Richard Long, Wood circle, installation en bois au Van Abbemuseum de Eindhoven (2004)
La différence fondamentale réside dans le fait que cet artiste, comme d'autres collègues européens, fait son “retour” dans les musées et les galeries. Ses pièces peuvent etre exposées, vendues, achetées... Et puis, ses interventions dans la nature restent toujours très délicates, discrètes, encore plus éphémères que celles des américains. L'herbe, une fois pietinée, se relève. Par contre, pour faire disparaître une jetée de 460 mètres de long au milieu d'un lac il faut une grande crue.

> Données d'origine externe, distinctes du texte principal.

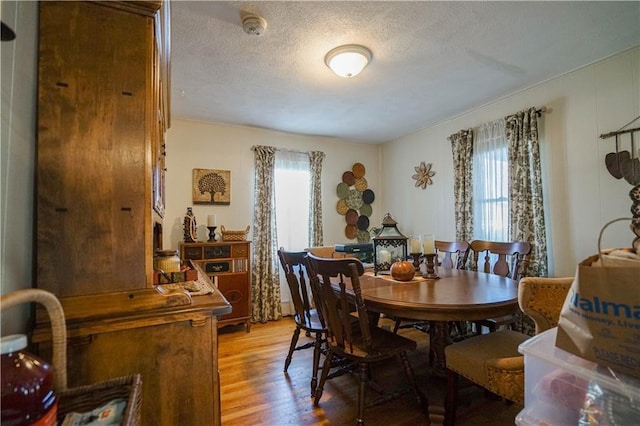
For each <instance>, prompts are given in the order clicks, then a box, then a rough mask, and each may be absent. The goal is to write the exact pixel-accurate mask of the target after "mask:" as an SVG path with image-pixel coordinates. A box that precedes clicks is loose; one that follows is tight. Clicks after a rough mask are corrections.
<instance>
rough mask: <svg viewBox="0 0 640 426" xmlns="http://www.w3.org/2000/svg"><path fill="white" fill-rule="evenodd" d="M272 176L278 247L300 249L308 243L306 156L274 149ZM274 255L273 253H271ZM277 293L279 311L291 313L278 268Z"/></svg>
mask: <svg viewBox="0 0 640 426" xmlns="http://www.w3.org/2000/svg"><path fill="white" fill-rule="evenodd" d="M274 176H275V178H274V181H275V182H274V186H275V210H276V233H277V236H276V238H277V241H278V247H284V248H285V249H286V250H287V251H302V250H304V249H305V248H307V247H309V188H310V179H311V173H310V171H309V156H308V155H307V154H305V153H299V152H290V151H281V150H278V151H277V152H276V163H275V173H274ZM274 256H277V255H276V254H275V253H274ZM309 294H311V293H309ZM280 295H281V308H282V314H283V315H293V313H294V312H295V309H294V307H293V303H292V300H291V292H290V291H289V287H288V285H287V280H286V278H285V277H284V273H283V271H282V269H280Z"/></svg>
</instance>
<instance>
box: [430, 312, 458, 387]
mask: <svg viewBox="0 0 640 426" xmlns="http://www.w3.org/2000/svg"><path fill="white" fill-rule="evenodd" d="M452 343H453V341H452V340H451V336H450V335H449V324H448V323H447V321H434V330H433V332H431V333H429V345H430V350H432V351H433V353H434V355H435V357H434V362H433V369H432V372H431V374H432V375H434V376H437V377H446V372H445V367H446V361H445V358H444V348H445V347H446V346H447V345H450V344H452Z"/></svg>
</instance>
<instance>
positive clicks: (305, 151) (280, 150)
mask: <svg viewBox="0 0 640 426" xmlns="http://www.w3.org/2000/svg"><path fill="white" fill-rule="evenodd" d="M272 148H273V149H275V150H276V151H280V152H295V153H298V154H308V153H309V152H310V151H300V150H299V149H291V148H278V147H275V146H274V147H272ZM255 150H256V146H255V145H253V146H252V147H251V151H255Z"/></svg>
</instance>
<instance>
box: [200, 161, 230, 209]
mask: <svg viewBox="0 0 640 426" xmlns="http://www.w3.org/2000/svg"><path fill="white" fill-rule="evenodd" d="M192 193H193V204H209V205H229V204H231V171H230V170H215V169H193V189H192Z"/></svg>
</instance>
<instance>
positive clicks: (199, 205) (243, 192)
mask: <svg viewBox="0 0 640 426" xmlns="http://www.w3.org/2000/svg"><path fill="white" fill-rule="evenodd" d="M166 140H167V175H166V214H165V217H164V226H163V244H164V248H167V249H169V248H177V247H178V244H179V242H180V241H181V240H182V238H183V230H182V218H183V216H184V214H185V213H186V209H187V207H189V206H191V207H193V212H194V214H195V216H196V221H197V223H198V239H199V240H207V235H208V234H207V229H206V227H205V225H206V222H207V215H209V214H215V215H216V217H217V223H218V228H219V227H220V225H224V227H225V229H229V230H241V229H245V228H246V227H247V225H251V228H253V189H254V182H253V176H254V173H253V171H254V154H253V151H252V150H251V147H252V146H254V145H270V146H274V147H277V148H284V149H287V148H288V149H296V150H300V151H314V150H317V151H323V152H324V153H325V154H326V156H325V159H324V162H323V167H322V202H323V209H322V216H323V220H324V222H323V228H324V243H325V244H326V245H333V244H339V243H346V242H355V240H348V239H347V238H346V237H345V234H344V229H345V225H346V223H345V219H344V216H342V215H339V214H338V213H337V212H336V204H337V202H338V196H337V194H336V187H337V185H338V184H339V183H340V182H341V181H342V174H343V173H344V172H345V171H347V170H351V168H352V166H353V164H354V163H356V162H359V163H362V164H363V165H364V166H365V168H366V174H365V178H366V179H367V182H368V185H369V188H371V189H372V190H373V191H374V193H375V194H376V196H377V195H378V194H379V193H380V191H379V188H380V173H379V170H380V166H379V160H378V158H379V157H378V153H379V150H380V147H379V146H378V145H368V144H359V143H353V142H349V141H344V140H336V139H331V138H326V137H319V136H318V137H314V136H302V135H294V134H288V133H281V132H275V131H270V130H264V129H257V128H249V127H238V126H228V125H219V124H211V123H204V122H198V121H188V120H181V119H179V118H175V117H173V118H172V120H171V128H170V129H169V131H168V132H167V137H166ZM195 168H200V169H221V170H230V171H231V204H230V205H229V206H203V205H194V204H193V202H192V196H191V185H192V170H193V169H195ZM372 207H373V214H372V216H371V218H370V220H371V226H376V225H377V224H380V222H382V217H383V215H384V213H385V212H384V211H382V202H381V200H380V198H378V197H377V198H376V200H375V201H374V202H373V204H372ZM252 235H253V229H251V231H250V233H249V236H248V239H251V238H252Z"/></svg>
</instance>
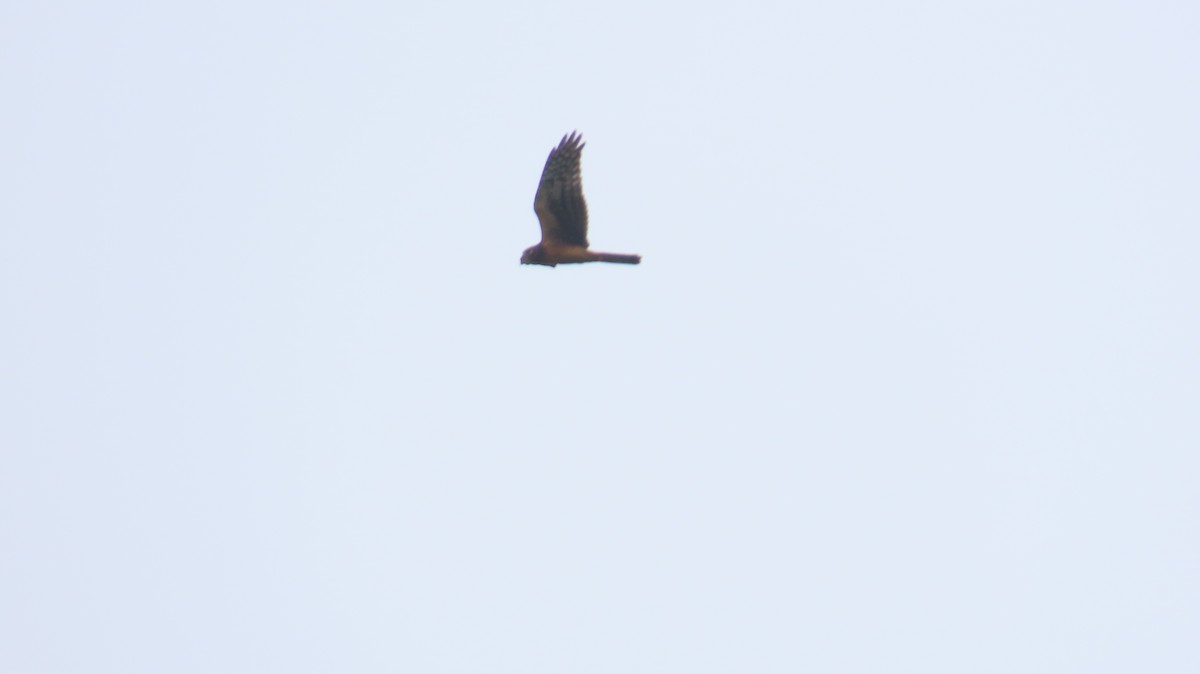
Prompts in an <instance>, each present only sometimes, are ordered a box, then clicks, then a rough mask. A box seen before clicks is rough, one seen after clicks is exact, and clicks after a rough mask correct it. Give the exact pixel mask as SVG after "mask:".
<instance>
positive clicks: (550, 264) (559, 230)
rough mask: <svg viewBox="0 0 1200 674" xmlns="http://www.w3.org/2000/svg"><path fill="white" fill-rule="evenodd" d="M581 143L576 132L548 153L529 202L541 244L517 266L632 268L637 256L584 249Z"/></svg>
mask: <svg viewBox="0 0 1200 674" xmlns="http://www.w3.org/2000/svg"><path fill="white" fill-rule="evenodd" d="M582 151H583V140H582V138H581V137H580V134H578V133H577V132H571V133H570V136H564V137H563V140H562V142H560V143H559V144H558V148H554V149H553V150H551V151H550V157H546V168H544V169H542V170H541V182H539V183H538V193H536V194H535V195H534V198H533V211H534V212H535V213H538V222H539V223H541V242H539V243H538V245H536V246H533V247H530V248H527V249H526V252H524V253H522V255H521V264H534V265H546V266H556V265H560V264H574V263H620V264H632V265H636V264H638V263H641V261H642V257H641V255H626V254H622V253H599V252H595V251H589V249H588V203H587V201H586V200H584V199H583V180H582V179H581V176H580V155H581V152H582Z"/></svg>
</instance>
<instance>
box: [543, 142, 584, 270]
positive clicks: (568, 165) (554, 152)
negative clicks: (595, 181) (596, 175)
mask: <svg viewBox="0 0 1200 674" xmlns="http://www.w3.org/2000/svg"><path fill="white" fill-rule="evenodd" d="M583 145H584V144H583V142H582V138H581V137H580V134H578V133H577V132H574V131H572V132H571V133H570V134H569V136H564V137H563V140H562V142H560V143H559V144H558V146H557V148H554V149H553V150H551V151H550V156H548V157H546V168H544V169H542V170H541V182H540V183H539V185H538V193H536V194H535V195H534V198H533V210H534V212H535V213H538V222H539V223H541V240H542V242H562V243H568V245H571V246H583V247H584V248H587V247H588V203H587V201H586V200H584V199H583V179H582V176H581V171H580V155H581V152H582V151H583Z"/></svg>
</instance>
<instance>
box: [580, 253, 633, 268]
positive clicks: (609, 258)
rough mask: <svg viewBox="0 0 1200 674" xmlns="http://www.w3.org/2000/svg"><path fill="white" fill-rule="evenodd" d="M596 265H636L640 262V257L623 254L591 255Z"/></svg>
mask: <svg viewBox="0 0 1200 674" xmlns="http://www.w3.org/2000/svg"><path fill="white" fill-rule="evenodd" d="M592 254H593V255H595V258H593V259H595V260H596V261H598V263H617V264H623V265H636V264H640V263H641V261H642V255H625V254H623V253H592Z"/></svg>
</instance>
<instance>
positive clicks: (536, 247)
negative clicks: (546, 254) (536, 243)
mask: <svg viewBox="0 0 1200 674" xmlns="http://www.w3.org/2000/svg"><path fill="white" fill-rule="evenodd" d="M521 264H523V265H546V266H554V265H552V264H548V263H546V251H545V249H542V247H541V243H538V245H536V246H529V247H528V248H526V252H523V253H521Z"/></svg>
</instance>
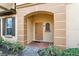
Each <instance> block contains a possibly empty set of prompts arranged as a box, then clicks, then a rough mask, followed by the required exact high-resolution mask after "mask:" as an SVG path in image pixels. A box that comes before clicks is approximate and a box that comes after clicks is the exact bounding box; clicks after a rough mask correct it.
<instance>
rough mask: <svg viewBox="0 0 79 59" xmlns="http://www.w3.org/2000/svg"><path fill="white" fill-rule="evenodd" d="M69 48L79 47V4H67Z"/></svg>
mask: <svg viewBox="0 0 79 59" xmlns="http://www.w3.org/2000/svg"><path fill="white" fill-rule="evenodd" d="M66 25H67V28H66V30H67V34H66V35H67V40H66V42H67V48H72V47H79V4H75V3H73V4H68V5H67V6H66Z"/></svg>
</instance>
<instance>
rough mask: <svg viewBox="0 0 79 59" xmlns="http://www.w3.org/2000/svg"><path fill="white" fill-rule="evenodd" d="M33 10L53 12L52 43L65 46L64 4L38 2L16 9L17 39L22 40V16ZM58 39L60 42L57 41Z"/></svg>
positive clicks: (65, 19)
mask: <svg viewBox="0 0 79 59" xmlns="http://www.w3.org/2000/svg"><path fill="white" fill-rule="evenodd" d="M35 11H48V12H51V13H54V45H55V46H59V47H64V48H65V47H66V18H65V12H66V5H65V4H60V3H58V4H54V3H53V4H40V5H35V6H30V7H24V8H19V9H17V17H18V22H17V23H18V40H19V41H20V42H21V43H22V44H23V43H24V42H25V41H24V39H25V38H24V37H25V35H24V30H25V29H24V16H25V15H27V14H29V13H32V12H35ZM59 41H60V42H59Z"/></svg>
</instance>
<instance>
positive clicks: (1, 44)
mask: <svg viewBox="0 0 79 59" xmlns="http://www.w3.org/2000/svg"><path fill="white" fill-rule="evenodd" d="M3 42H4V40H3V38H2V37H0V45H2V43H3Z"/></svg>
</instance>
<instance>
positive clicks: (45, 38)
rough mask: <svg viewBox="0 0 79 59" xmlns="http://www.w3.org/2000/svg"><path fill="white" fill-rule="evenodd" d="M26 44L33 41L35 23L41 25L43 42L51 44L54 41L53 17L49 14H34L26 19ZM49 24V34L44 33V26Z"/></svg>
mask: <svg viewBox="0 0 79 59" xmlns="http://www.w3.org/2000/svg"><path fill="white" fill-rule="evenodd" d="M25 20H27V22H26V23H27V30H26V31H27V33H26V34H27V44H28V43H30V42H32V41H35V23H39V22H42V23H43V40H42V41H44V42H53V39H54V19H53V15H49V14H34V15H33V16H30V17H27V16H26V19H25ZM46 23H50V32H45V24H46Z"/></svg>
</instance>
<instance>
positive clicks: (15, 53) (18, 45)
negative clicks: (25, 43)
mask: <svg viewBox="0 0 79 59" xmlns="http://www.w3.org/2000/svg"><path fill="white" fill-rule="evenodd" d="M0 45H1V46H2V48H3V49H4V50H6V51H7V53H8V52H10V53H11V54H13V55H16V54H17V53H18V52H20V51H21V50H22V49H23V48H24V47H23V46H21V45H20V44H19V43H17V42H16V43H11V42H8V41H4V39H3V38H0Z"/></svg>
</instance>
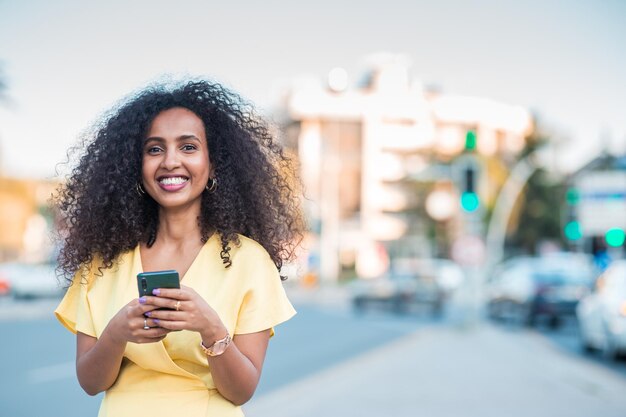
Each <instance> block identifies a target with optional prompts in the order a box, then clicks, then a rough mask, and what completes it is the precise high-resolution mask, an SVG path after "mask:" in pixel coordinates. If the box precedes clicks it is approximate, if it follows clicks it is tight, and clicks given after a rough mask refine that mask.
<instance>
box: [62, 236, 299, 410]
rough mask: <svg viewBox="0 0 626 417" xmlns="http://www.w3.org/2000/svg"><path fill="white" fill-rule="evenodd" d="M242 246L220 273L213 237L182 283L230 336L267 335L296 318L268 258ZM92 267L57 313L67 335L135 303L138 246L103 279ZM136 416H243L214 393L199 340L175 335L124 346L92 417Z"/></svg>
mask: <svg viewBox="0 0 626 417" xmlns="http://www.w3.org/2000/svg"><path fill="white" fill-rule="evenodd" d="M240 240H241V246H239V247H237V246H236V245H231V251H230V255H231V260H232V266H231V267H230V268H228V269H225V268H224V266H223V264H222V260H221V258H220V256H219V253H220V251H221V244H220V240H219V238H218V237H217V236H216V235H213V236H212V237H211V238H210V239H209V240H208V241H207V243H206V244H205V245H204V246H203V247H202V249H201V250H200V252H199V253H198V256H197V257H196V259H195V260H194V261H193V263H192V264H191V266H190V267H189V270H188V271H187V273H186V274H185V276H184V277H183V281H182V283H183V284H184V285H186V286H188V287H191V288H193V289H194V290H195V291H197V292H198V293H199V294H200V295H202V297H204V299H205V300H206V301H207V302H208V303H209V305H210V306H211V307H213V309H215V311H216V312H217V313H218V314H219V316H220V318H221V319H222V321H223V322H224V324H225V326H226V327H227V328H228V332H229V333H230V334H232V335H237V334H246V333H255V332H258V331H262V330H266V329H270V328H271V329H273V327H274V326H276V325H277V324H279V323H281V322H284V321H286V320H288V319H289V318H291V317H292V316H293V315H294V314H295V310H294V309H293V307H292V305H291V303H290V302H289V300H288V299H287V296H286V294H285V291H284V289H283V286H282V283H281V281H280V278H279V275H278V272H277V270H276V267H275V266H274V264H273V262H272V261H271V259H270V257H269V255H268V253H267V252H266V251H265V249H263V247H262V246H261V245H259V244H258V243H257V242H255V241H253V240H251V239H248V238H246V237H244V236H240ZM97 268H98V263H97V262H94V263H93V265H91V268H90V271H89V273H88V274H87V276H86V277H85V278H81V274H80V273H78V274H76V277H75V278H74V283H73V284H72V285H71V286H70V288H69V289H68V291H67V293H66V295H65V297H64V298H63V300H62V301H61V303H60V305H59V306H58V307H57V309H56V311H55V314H56V317H57V318H58V319H59V321H60V322H61V323H62V324H63V325H64V326H65V327H67V328H68V329H69V330H70V331H72V332H73V333H76V332H77V331H80V332H82V333H84V334H87V335H90V336H93V337H96V338H97V337H100V335H101V334H102V332H103V330H104V328H105V327H106V326H107V324H108V323H109V321H110V320H111V318H112V317H113V316H114V315H115V314H116V313H117V312H118V311H119V310H120V309H121V308H122V307H123V306H124V305H126V304H127V303H128V302H130V301H131V300H132V299H134V298H137V297H138V290H137V279H136V277H137V274H138V273H139V272H142V265H141V257H140V254H139V247H136V248H135V249H134V250H132V251H129V252H127V253H124V254H122V255H120V257H119V262H118V263H117V264H115V265H114V266H113V267H112V268H110V269H105V270H103V271H102V272H103V274H104V275H103V276H98V275H96V274H97V271H98V269H97ZM81 280H82V283H81ZM272 333H273V330H272ZM138 415H147V416H151V417H159V416H166V417H172V416H185V417H196V416H197V417H209V416H211V417H213V416H216V417H230V416H243V413H242V411H241V408H240V407H238V406H235V405H234V404H233V403H231V402H230V401H228V400H226V399H225V398H224V397H222V396H221V395H220V393H219V392H218V391H217V389H216V388H215V384H214V383H213V378H212V377H211V370H210V369H209V366H208V364H207V360H206V356H205V355H204V353H203V352H202V350H201V349H200V335H199V334H198V333H196V332H190V331H181V332H173V333H170V334H168V335H167V337H166V338H165V339H164V340H163V341H162V342H157V343H148V344H136V343H128V344H127V346H126V351H125V352H124V359H123V362H122V367H121V369H120V373H119V376H118V378H117V380H116V381H115V384H114V385H113V386H111V388H109V389H108V390H107V391H106V393H105V396H104V399H103V400H102V404H101V406H100V412H99V414H98V416H99V417H126V416H128V417H131V416H132V417H137V416H138Z"/></svg>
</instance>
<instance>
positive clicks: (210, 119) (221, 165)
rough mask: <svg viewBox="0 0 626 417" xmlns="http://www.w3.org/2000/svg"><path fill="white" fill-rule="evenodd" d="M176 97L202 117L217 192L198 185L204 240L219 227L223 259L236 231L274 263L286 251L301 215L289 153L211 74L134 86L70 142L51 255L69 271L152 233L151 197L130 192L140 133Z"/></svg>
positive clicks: (78, 267) (270, 133)
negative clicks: (218, 181) (60, 237)
mask: <svg viewBox="0 0 626 417" xmlns="http://www.w3.org/2000/svg"><path fill="white" fill-rule="evenodd" d="M174 107H183V108H186V109H188V110H191V111H192V112H193V113H195V114H196V115H197V116H198V117H199V118H200V119H202V121H203V122H204V126H205V129H206V137H207V142H208V147H209V154H210V159H211V164H212V166H213V167H214V170H215V177H216V178H217V180H218V181H219V187H218V189H217V191H216V192H214V193H208V192H205V193H203V194H202V208H201V214H200V218H199V219H198V221H199V226H200V229H201V232H202V236H203V241H206V240H207V239H208V237H209V235H210V233H211V232H212V231H215V232H216V233H218V234H219V236H220V238H221V245H222V251H221V253H220V256H221V258H222V262H223V263H224V266H225V267H226V268H227V267H229V266H230V265H231V259H230V246H229V245H230V244H235V245H237V244H239V239H238V234H241V235H244V236H247V237H249V238H251V239H254V240H255V241H257V242H258V243H260V244H261V245H262V246H263V247H264V248H265V250H267V252H268V253H269V255H270V257H271V259H272V260H273V262H274V264H275V265H276V267H277V268H278V269H279V270H280V268H281V266H282V264H283V262H284V261H288V260H292V259H293V257H294V250H295V248H296V246H297V245H298V244H299V243H300V241H301V240H302V232H303V230H304V224H303V220H302V217H301V212H300V207H299V194H298V192H297V188H298V187H297V184H298V183H297V182H296V181H294V180H293V178H294V177H293V174H294V172H295V170H294V169H293V164H292V162H291V160H290V159H289V158H288V157H287V156H286V155H285V154H284V153H283V150H282V148H281V147H280V145H279V144H278V143H277V142H276V140H275V139H274V138H273V135H272V134H271V132H270V128H269V126H268V125H266V124H265V123H264V122H263V121H262V120H261V119H260V118H259V117H258V116H257V115H256V113H255V112H254V111H253V109H252V107H251V106H250V105H249V104H247V103H245V102H244V101H243V100H242V99H241V98H240V97H239V96H238V95H236V94H234V93H232V92H230V91H228V90H226V89H225V88H224V87H222V86H221V85H219V84H217V83H212V82H208V81H189V82H186V83H182V84H180V83H179V84H177V85H175V86H174V87H168V86H166V85H164V84H159V85H153V86H150V87H148V88H146V89H144V90H142V91H140V92H139V93H137V94H134V95H133V96H132V97H131V98H130V99H128V100H125V101H124V102H122V104H121V105H118V106H117V107H116V108H115V109H113V110H112V111H110V112H109V113H107V115H105V117H104V119H103V120H102V121H101V122H100V123H98V124H96V125H95V127H94V129H93V132H92V133H91V134H89V135H87V138H86V139H85V142H86V143H85V144H83V145H82V146H80V147H78V148H77V149H80V150H82V153H81V154H80V156H79V159H78V162H77V165H76V166H75V167H74V168H73V170H72V171H71V174H70V175H69V178H68V179H67V181H66V182H65V184H64V185H63V186H62V187H61V188H60V189H59V192H58V195H57V196H56V205H57V207H58V210H59V214H60V218H61V222H62V224H63V226H62V227H61V230H60V236H61V240H62V242H61V251H60V254H59V258H58V265H59V270H60V271H61V273H62V274H63V275H64V276H65V277H66V279H67V280H68V281H71V279H72V278H71V277H72V276H73V275H74V274H75V273H76V272H77V271H79V270H80V269H81V267H82V266H84V265H87V264H89V263H91V262H92V261H93V259H94V257H95V256H98V257H99V258H101V259H102V262H103V264H102V265H103V267H104V268H110V267H112V266H113V264H114V262H115V259H116V258H117V256H118V255H119V254H121V253H123V252H125V251H128V250H131V249H133V248H135V247H136V246H137V245H138V244H139V243H140V242H145V243H148V244H150V241H151V240H152V241H153V240H154V237H155V236H156V232H157V225H158V205H157V203H156V202H155V201H154V200H153V199H152V198H150V197H149V196H147V195H141V193H138V192H137V184H138V183H140V182H141V165H142V148H143V141H144V139H145V137H146V134H147V131H148V129H149V126H150V124H151V123H152V121H153V120H154V118H155V117H156V116H157V115H158V114H159V113H161V112H162V111H164V110H167V109H171V108H174Z"/></svg>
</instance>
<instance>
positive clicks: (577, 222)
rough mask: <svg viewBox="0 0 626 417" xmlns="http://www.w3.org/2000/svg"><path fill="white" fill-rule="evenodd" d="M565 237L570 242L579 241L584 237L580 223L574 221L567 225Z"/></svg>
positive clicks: (582, 231) (577, 221)
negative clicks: (580, 239)
mask: <svg viewBox="0 0 626 417" xmlns="http://www.w3.org/2000/svg"><path fill="white" fill-rule="evenodd" d="M565 237H566V238H568V239H569V240H579V239H581V238H582V237H583V231H582V228H581V227H580V223H579V222H578V221H576V220H572V221H571V222H569V223H567V224H566V225H565Z"/></svg>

Souvent, Richard Long lie son activité de marche dans la nature à la refléxion et à la méditation et cela n'est pas que sa spécificité, car on retrouve cette attitude dans d'autres artistes, par exemple dans Nils Udo (qui crée des sculptures dans la nature avec des matériaux comme des feuilles, du bois et les photographie) ou Andy Goldsworthy (dont les sculptures éphémères sont composées d'éléments cueillis au hasard dans la nature) ou encore Giuseppe Penone (artiste italien faisant partie d'un courant qu'on nomme “Arte Povera” et qui travaille souvent avec et sur les arbres).
Andy Goldsworthy, Wood line, installation de branches d'eucalyptus dans la foret de Presidio, San Francisco
De plus, les contextes dans lesquels ces artistes travaillent sont très différents: pas de paysages spectaculaires, surdimensionnés, où les forces de la nature peuvent être très violentes ou les conditions très dures, souvent c'est des espaces ruraux, où la nature se fait beaucoup plus timide et où, pour les découvrir, il faut s'approcher en douce.
Aujourd'hui encore des artistes travaillent dans la nature et avec la nature, le Land Art n'est pas mort. Et comme les grandes problèmes de l'écologie et du développement durable sont très présents, souvent ces artistes s'en servent pour attirer l'attention du public sur ces thématiques. Parfois cette attitude est devenue un peu trop courante, malgré le travail de certains artistes très intéressants, très souvent on a l'impression que le Land Art actuel est plutôt un effet de mode.